Just days after reporting disappointing quarterly results, Fisker (NYSE: FSR) is overhauling its distribution strategy. Investors don’t appear to be on board with the change, sending shares of Fisker down 9.3% as of 11:45 Eastern Friday.
Fisker is one of a handful of electric vehicle start-ups that have entered the market in recent years and is not unique in finding it difficult to break into what has historically been a highly competitive, complex global market.
Earlier this week, Fisker shares fell nearly 20% after the company missed analyst estimates and cut its production forecast for the year.
Late Thursday, the company announced it had set a new milestone by delivering 107 vehicles in a single day, representing about $7.5 million in revenue. Fisker said it achieved the milestone by implementing a new distribution strategy, including establishing delivery locations around the globe staffed by company employees and partnering with multiple logistics vendors.
As part of the change, customers who live more than 60 miles from a Fisker fulfillment center can have their vehicle delivered by a company employee.
Fisker said it is now able to fulfill many orders within seven days of the customer completing their purchase.
“This result proves that our new distribution strategy is working,” founder and CEO Henrik Fisker said in a statement. “We expect this pace of deliveries to accelerate, and we will provide frequent updates during the remainder of 2023.”
More deliveries mean more revenue, so why is the stock off sharply on the news? The overhauled system requires more employees and more complexity, which is likely to add to costs for a company that just reported a significantly larger quarterly loss than analysts had expected.
The news also does nothing to address one of the more concerning tidbits to come out of Fisker’s earnings report: The company disclosed potential weakness in its internal financial controls and said that, due to the recent departure of its chief accounting officer, it could not file its quarterly financial statement with the Securities and Exchange Commission.

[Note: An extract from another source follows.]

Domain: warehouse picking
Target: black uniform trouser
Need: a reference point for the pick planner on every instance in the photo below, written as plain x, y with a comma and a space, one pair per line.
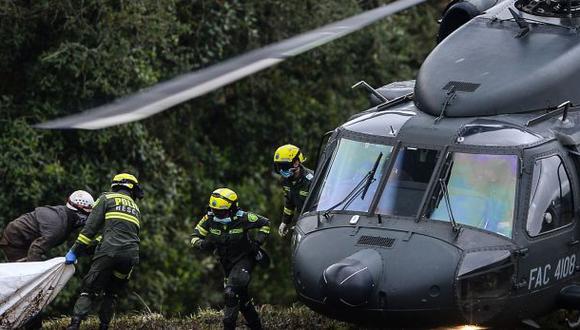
108, 276
236, 294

Shares of Fisker are now down 65% for the year and are more than 90% off their all-time highs. The good news for investors is that after a long wait, Fisker is finally generating revenue and delivering vehicles, with a plan to ramp up from here. But until there is more clarity about Fisker’s accounting and signs that the company is turning the quarter toward profitability, investors would be wise to steer clear of this volatile stock.